A Green Crab's Shell
Your Monday Vitamin
Not nearly as long as Fairchild’s Beauty, but still takes a minute or two to read, and is also worth it.
A Green Crab’s Shell
Not, exactly, green:
closer to bronze
preserved in kind brine,
something retrieved
from a Greco-Roman wreck,
patinated and oddly
muscular. We cannot
know what his fantastic
legs were like—
though evidence
suggests eight
complexly folded
scuttling works
of armament, crowned
by the foreclaws’
gesture of menace
and power. A gull’s
gobbled the center,
leaving this chamber
—size of a demitasse—
open to reveal
a shocking, Giotto blue.
Though it smells
of seaweed and ruin,
this little traveling case
comes with such lavish lining!
Imagine breathing
surrounded by
the brilliant rinse
of summer’s firmament.
What color is
the underside of skin?
Not so bad, to die,
if we could be opened
into this—
if the smallest chambers
of ourselves,
similarly,
revealed some sky.
Mark Doty
from Atlantis, my favorite of his books




What stayed with me in this poem wasn’t even the crab itself, but that sudden burst of blue inside the ruined shell.

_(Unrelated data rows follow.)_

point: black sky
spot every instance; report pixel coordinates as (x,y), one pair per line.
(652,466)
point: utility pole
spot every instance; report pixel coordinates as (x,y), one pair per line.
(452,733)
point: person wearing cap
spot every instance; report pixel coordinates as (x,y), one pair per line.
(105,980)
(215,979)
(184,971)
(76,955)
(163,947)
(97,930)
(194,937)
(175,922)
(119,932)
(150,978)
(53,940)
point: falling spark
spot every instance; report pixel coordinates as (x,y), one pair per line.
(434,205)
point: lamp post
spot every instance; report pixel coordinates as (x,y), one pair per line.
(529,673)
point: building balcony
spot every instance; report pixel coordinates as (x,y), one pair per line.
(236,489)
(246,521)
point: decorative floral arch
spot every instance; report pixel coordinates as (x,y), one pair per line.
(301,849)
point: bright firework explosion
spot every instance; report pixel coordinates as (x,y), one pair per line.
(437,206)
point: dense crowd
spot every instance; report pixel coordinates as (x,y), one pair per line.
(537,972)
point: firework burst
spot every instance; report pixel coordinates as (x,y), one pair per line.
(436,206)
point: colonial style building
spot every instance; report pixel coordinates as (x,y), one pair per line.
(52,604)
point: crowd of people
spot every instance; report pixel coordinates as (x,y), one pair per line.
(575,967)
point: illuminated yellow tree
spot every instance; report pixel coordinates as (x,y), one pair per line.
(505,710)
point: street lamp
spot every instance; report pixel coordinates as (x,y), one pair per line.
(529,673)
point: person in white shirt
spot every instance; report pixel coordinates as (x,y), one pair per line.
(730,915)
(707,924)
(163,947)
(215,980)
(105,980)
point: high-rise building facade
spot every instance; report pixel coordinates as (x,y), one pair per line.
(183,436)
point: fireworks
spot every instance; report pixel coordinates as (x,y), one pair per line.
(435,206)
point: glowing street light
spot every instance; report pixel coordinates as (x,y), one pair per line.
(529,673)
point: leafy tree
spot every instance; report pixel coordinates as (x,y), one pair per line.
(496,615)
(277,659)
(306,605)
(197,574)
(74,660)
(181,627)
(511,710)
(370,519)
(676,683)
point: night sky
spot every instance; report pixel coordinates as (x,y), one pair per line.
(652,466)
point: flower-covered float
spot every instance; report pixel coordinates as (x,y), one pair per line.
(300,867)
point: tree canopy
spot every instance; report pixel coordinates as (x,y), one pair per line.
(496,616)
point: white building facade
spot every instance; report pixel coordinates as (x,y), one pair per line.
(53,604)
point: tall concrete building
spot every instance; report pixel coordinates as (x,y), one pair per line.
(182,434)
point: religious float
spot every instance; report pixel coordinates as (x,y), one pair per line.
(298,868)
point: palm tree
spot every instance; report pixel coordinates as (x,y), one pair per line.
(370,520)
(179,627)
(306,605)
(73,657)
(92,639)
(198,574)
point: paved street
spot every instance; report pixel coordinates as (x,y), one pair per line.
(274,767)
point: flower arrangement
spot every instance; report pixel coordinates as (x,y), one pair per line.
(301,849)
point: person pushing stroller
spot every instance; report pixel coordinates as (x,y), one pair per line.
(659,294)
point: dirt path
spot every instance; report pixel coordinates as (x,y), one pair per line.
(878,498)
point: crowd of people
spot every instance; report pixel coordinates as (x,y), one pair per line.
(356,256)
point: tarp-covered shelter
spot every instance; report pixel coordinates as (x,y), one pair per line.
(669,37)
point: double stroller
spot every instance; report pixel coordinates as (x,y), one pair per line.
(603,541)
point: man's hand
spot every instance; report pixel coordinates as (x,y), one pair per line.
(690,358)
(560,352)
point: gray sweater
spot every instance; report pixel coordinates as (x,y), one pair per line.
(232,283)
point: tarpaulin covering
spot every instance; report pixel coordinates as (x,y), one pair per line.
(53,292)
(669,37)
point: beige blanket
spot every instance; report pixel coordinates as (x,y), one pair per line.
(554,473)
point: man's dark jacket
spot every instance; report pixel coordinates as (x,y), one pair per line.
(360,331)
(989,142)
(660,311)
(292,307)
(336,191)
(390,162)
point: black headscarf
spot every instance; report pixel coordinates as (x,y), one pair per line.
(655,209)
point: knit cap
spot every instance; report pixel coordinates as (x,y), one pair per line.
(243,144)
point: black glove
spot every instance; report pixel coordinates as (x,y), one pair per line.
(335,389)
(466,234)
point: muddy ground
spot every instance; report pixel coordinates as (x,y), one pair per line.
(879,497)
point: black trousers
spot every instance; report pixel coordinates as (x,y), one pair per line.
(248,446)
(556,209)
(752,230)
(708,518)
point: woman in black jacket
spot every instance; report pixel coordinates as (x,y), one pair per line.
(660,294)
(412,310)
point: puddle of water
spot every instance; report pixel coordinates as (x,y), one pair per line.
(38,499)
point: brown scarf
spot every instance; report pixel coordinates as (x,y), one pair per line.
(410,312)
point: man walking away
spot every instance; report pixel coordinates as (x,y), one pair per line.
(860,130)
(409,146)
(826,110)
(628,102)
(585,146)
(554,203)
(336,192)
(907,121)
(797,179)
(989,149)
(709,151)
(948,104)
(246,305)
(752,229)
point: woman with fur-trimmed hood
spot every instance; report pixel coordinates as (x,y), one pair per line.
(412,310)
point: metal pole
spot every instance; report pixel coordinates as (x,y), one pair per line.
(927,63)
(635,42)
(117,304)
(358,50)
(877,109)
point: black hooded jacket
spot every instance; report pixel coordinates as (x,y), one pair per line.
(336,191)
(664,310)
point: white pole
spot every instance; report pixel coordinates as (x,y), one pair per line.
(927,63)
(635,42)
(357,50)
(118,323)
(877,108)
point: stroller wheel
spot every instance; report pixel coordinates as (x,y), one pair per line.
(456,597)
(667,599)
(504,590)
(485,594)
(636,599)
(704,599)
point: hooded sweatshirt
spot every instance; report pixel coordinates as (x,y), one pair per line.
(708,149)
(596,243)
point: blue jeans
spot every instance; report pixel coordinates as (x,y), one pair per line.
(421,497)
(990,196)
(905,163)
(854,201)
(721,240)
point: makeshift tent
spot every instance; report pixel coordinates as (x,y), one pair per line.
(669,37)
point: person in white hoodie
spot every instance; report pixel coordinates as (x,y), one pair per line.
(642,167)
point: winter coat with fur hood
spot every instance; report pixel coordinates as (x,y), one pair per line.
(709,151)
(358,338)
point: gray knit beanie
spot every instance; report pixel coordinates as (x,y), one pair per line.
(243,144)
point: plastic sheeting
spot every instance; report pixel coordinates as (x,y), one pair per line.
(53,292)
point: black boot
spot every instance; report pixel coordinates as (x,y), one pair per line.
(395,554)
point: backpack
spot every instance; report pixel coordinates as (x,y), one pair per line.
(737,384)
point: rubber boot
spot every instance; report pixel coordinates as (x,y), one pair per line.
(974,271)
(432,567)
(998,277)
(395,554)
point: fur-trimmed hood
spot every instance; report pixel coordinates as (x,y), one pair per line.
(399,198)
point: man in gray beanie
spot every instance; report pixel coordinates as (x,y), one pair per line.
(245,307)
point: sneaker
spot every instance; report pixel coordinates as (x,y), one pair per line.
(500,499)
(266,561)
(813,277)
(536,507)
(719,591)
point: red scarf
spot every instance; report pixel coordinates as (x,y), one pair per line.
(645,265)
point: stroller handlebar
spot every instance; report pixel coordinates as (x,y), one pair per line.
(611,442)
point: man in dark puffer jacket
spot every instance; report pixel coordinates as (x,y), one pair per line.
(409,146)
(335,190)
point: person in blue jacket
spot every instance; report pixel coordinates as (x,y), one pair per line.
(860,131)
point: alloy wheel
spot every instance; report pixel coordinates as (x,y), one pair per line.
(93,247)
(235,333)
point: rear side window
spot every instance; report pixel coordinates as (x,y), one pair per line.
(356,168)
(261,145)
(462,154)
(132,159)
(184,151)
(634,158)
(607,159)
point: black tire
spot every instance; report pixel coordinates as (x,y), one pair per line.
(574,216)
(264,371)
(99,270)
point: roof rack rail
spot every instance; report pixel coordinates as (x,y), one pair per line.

It felt like one of those moments when you’re not expecting anything and, out of nowhere, something beautiful knocks the wind out of you. I kept thinking about how strange it is that a dead, half‑eaten thing can still hold a color that feels almost holy. And it made me wonder if we’re like that too — if there’s some hidden brightness in us that only shows when everything else has been stripped away. The poem has this quiet sadness, but also a kind of hope that doesn’t feel forced. It’s the kind of thing you read and then just sit with for a bit, because it touches something you didn’t realize was exposed. Doty has that way of making you feel seen without ever saying it directly.